The brougham turned back into secluded Mayfair, where omnibuses were banned and only muffin-men, lavender-sellers and the occasional wandering musician with his barrow organ and monkey were allowed entry. Instantly it was quieter, and the smell of seclusion and money gave the insidious impression of safety. Lavinia, who had been staring out of the window, settled back against the leather upholstery.
They entered Bond Street, trotting past the booksellers and publishers and the gentlemen shoppers, several of whom tipped their hats at Lavinia—a woman strikingly alone at this hour of the day.
Aloysius reined in the horses beside the covered entrance of the Burlington Arcade. Two beadles in distinctive black and red uniforms stood guard at the entrance to ensure that the Bond Street loungers—bored dandies and revellers who had emerged early from the gentlemen’s clubs—did not enter the sedate and elegant arcade.
Above the entrance climbed a canopy of steel vines. Inside, gaslights illuminated the shops’ displays of dresses, hats, jewellery and all manner of frivolous objects craved by the very wealthy, creating an effect as seductive as Aladdin’s cave.
Lavinia barely glanced at these treasures as she stepped out of the carriage. Instead, escorted by Aloysius through a milling group of curious male onlookers, one of whom whistled rudely, she made her way to John Brindley’s bookstore at 29 Bond Street.
Together, Lavinia and Aloysius almost filled t
he tiny emporium whose every wall was crammed with books, the shelves climbing to the very ceiling. The place appeared empty of assistants.

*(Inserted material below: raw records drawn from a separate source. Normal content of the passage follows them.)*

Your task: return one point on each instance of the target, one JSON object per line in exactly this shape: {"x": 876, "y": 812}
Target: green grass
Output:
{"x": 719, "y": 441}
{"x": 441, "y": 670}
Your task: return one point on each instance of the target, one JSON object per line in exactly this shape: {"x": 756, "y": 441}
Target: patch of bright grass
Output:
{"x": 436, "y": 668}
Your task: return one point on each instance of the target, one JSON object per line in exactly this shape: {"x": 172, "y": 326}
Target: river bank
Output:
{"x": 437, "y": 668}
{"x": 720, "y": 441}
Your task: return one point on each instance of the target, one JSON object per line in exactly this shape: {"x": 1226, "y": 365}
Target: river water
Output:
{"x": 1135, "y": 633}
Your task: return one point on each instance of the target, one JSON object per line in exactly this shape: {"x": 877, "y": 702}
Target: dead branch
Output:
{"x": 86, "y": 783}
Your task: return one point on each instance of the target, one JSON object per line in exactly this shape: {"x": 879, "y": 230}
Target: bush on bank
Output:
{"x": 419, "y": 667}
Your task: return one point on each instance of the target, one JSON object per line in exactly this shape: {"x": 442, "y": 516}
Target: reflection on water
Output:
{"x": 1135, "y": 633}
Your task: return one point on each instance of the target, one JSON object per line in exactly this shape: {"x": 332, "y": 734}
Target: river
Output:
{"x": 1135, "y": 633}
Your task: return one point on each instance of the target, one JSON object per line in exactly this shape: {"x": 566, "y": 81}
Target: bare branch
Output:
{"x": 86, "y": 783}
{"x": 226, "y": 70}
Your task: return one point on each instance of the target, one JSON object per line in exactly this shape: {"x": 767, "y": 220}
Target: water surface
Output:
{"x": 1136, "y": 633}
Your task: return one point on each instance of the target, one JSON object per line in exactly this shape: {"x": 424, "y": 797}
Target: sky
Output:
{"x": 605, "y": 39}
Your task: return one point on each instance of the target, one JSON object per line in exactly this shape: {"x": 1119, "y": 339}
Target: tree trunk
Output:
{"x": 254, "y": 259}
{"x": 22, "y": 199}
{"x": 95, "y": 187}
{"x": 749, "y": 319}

Squeezing her way around several piles of boxes, Lavinia navigated a path to the high oak counter and peered over.
‘I believe the American statesman Abraham Lincoln has published a volume of poetry?’
A diminutive man with a very large nose that divided his saturnine face into two distinct sides, sad and sadder, sat eclipsed by a large volume he held in his lap. He looked over his half-moon spectacles at her, then, shrugging indifferently, returned to his reading.
‘I beg your pardon,’ Lavinia repeated, raising her voice in case the bookseller was hard of hearing, ‘I believe—’
‘I heard you the first time, madam. And yes, Mr Lincoln does write poetry, however he is a better politician than poet, therefore I suggest you save your pennies. Besides, you have the look of a Mrs Gore reader.’ He sniffed contemptuously and pointed a long dirty fingernail to a pile of books on a table near the door.
‘Appallingly prolific but salacious enough to sell; literature with the endurance of a gadfly. Pin Money is the one to read, or so they tell me.’
Insulted, Lavinia placed her purse on the counter. ‘I detest Mrs Gore’s halfpenny scandals. I know what I wish to purchase and it is Mr Lincoln’s poetry. I am a great admirer of the statesman.’
Sighing heavily, the bookseller slipped off his stool and, muttering, pushed a set of library steps along the sloping wooden floor at an excruciatingly slow pace. There, with surprising agility that reminded Lavinia of the bed bug she’d once seen under her father’s microscope, he clawed his way up the steps and reached to a high shelf. He pulled out a book and shook it vigorously, releasing several dead moths that plummeted to the floor.